5. The remote sensing image change semantic generation method according to claim 1, characterized in that, The variation features and global scene features in the fused features are decoupled and weighted to obtain the change ground truth features, specifically: Enhance causal features By mapping to the frequency domain through discrete Fourier transform, learnable channel masks and spatial masks are applied to adaptively enhance high-frequency detail components and suppress low-frequency background components; then, the fused features are obtained by returning to the spatial domain through inverse Fourier transform. The fused features are decoupled and weighted, and the ground truth components representing local changes are extracted while retaining the global contextual components reflecting the overall layout. The ground truth features of change are then output. .

6. The remote sensing image change semantic generation method according to claim 1, characterized in that, Based on the aforementioned change truth value features, object query reasoning is performed to generate object-level prior features; Specifically: Change the true value characteristics Interact with a set of learnable object query embeddings, and use an attention mechanism to calculate the similarity between each object query embedding and the changing ground truth features to mine potential ground objects in the image; Based on the similarity, predict the category of each object and the probability of its change, construct object-level prior features to characterize specific land cover categories and their change states, and output the object-level prior features. And apply object classification loss. To conduct oversight.

7. The remote sensing image change semantic generation method according to claim 1, characterized in that, The aforementioned change truth features and object-level prior features are input together into the differential text decoder, which outputs natural language text describing the changes in ground features between the preceding and following temporal remote sensing images, specifically: The true value features of the change With the object-level prior features The common input differential text decoder, based on the Transformer architecture, first models the context of the generated word sequence through a self-attention mechanism during text decoding. Then, it uses a cross-attention mechanism to focus on the ground truth features of changes and the object-level prior features respectively, in order to fuse visual change information and object semantic information to predict the next word word by word. Finally, a sentence describing the change is generated. and apply text generation loss.

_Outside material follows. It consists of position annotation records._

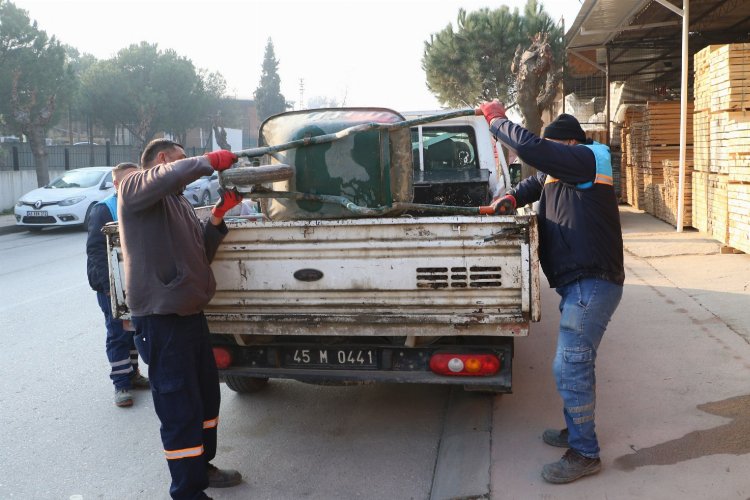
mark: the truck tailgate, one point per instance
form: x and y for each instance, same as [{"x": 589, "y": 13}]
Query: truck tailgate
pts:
[{"x": 436, "y": 276}]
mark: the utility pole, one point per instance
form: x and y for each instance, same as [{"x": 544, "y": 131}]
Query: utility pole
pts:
[{"x": 301, "y": 93}]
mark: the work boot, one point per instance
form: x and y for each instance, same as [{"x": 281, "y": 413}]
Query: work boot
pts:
[
  {"x": 570, "y": 467},
  {"x": 123, "y": 398},
  {"x": 553, "y": 437},
  {"x": 138, "y": 381},
  {"x": 222, "y": 478}
]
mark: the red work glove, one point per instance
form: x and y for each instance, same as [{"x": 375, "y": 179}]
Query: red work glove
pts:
[
  {"x": 492, "y": 110},
  {"x": 227, "y": 201},
  {"x": 505, "y": 205},
  {"x": 221, "y": 159}
]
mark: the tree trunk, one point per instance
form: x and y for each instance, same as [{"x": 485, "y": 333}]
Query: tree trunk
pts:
[
  {"x": 536, "y": 85},
  {"x": 39, "y": 151}
]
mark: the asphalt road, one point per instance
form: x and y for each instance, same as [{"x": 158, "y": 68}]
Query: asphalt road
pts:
[
  {"x": 673, "y": 398},
  {"x": 62, "y": 436}
]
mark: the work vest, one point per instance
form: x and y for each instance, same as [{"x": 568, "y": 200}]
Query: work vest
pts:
[{"x": 603, "y": 167}]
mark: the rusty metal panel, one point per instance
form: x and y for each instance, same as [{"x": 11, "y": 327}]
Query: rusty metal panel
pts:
[{"x": 452, "y": 275}]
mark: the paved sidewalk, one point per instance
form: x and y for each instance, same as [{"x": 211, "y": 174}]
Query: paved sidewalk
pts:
[
  {"x": 8, "y": 224},
  {"x": 673, "y": 399}
]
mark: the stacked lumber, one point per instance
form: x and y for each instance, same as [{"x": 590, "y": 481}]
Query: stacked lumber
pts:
[
  {"x": 632, "y": 157},
  {"x": 662, "y": 144},
  {"x": 721, "y": 126}
]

To conduct oversight.

8. The remote sensing image change semantic generation method according to any one of claims 1, 4, 6 and 7, characterized in that, The method further includes: constructing a multi-task loss function by comprehensively considering text generation loss, causal constraint loss, and object classification loss; specifically: ; in, Represents the multi-task loss function; The weighting coefficients representing the loss due to causal constraints; The weighting coefficients represent the object classification loss.

9. The remote sensing image change semantic generation method according to claim 2, characterized in that, The changing mask Using a change detection network to analyze previous phase remote sensing images and post-temporal remote sensing images After processing, the change detection network is generated to identify pixel regions that have changed between the previous and subsequent time-phase remote sensing images, and outputs the change mask in the form of a binary image or a probability map.

10. A remote sensing image change semantic generation device, comprising at least one processor and a memory, wherein the memory stores a computer program, characterized in that, When the computer program is executed by the at least one processor, it implements a remote sensing image change semantic generation method as described in any one of claims 1 to 9.